Jetson AGX Xavier Shared Memory GPU Signal Processing

I’m working on a real-time pulse detection and parameter extraction algorithm (PDW extractor) that processes IQ data. I’ve implemented a version that uses GPU acceleration (using CuPy and cuSignal) for parts of the pipeline (IQ conversion and magnitude calculation) and CPU for FFT processing. However, my current code still has bottlenecks because the FFT is performed on the CPU and there are several GPU–CPU transfers per pulse.

I’d like to accelerate the entire pipeline by performing as much work as possible on the GPU and fully parallelizing the processing. Specifically, I’m interested in advice on designing a GPU-side parallelization pipeline to:

  • Keep data resident in GPU memory using shared memory (via cusignal.get_shared_mem),
  • Process multiple pulses in parallel (batch extraction and FFT on the GPU), and
  • Minimize data transfers between GPU and CPU.

Below is my offline version for trying the code for reference:

import numpy as np
import cupy as cp
import cusignal
import time
from scipy import signal  # (optional, if you need additional signal processing)

# --------------------------
# 1. Load Data and Set Up GPU Shared Memory
# --------------------------

# Load 1M samples from file (assumes file "pri_1ms" exists)
sc16q11_data = np.fromfile("pri_1ms", dtype=np.int16)[:1_000_000]
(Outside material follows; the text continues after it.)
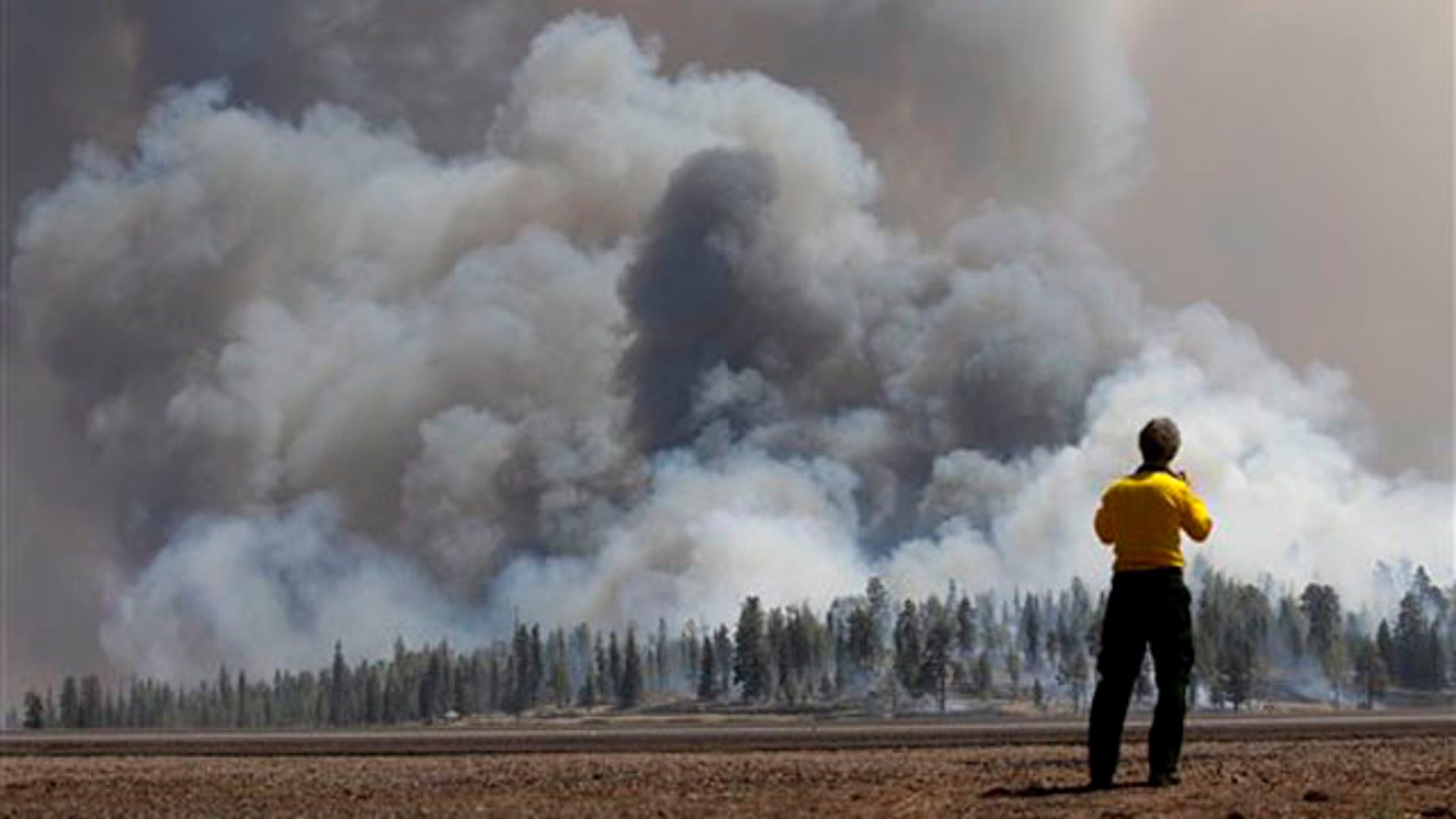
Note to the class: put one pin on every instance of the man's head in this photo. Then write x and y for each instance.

# Create a GPU shared memory array using cuSignal
gpu_buffer = cusignal.get_shared_mem(1_000_000, dtype=np.int16)
gpu_buffer[:] = sc16q11_data

# --------------------------
# 2. GPU IQ Conversion and Magnitude Calculation
# --------------------------

# Convert the shared memory array to a CuPy array and reshape into IQ pairs
iq = cp.asarray(gpu_buffer).astype(cp.float32).reshape(-1, 2)
iq /= 2048.0  # Q11 scaling

# Convert to complex64 (IQ format) and compute magnitude on GPU
complex64_data = iq[:, 0] + 1j * iq[:, 1]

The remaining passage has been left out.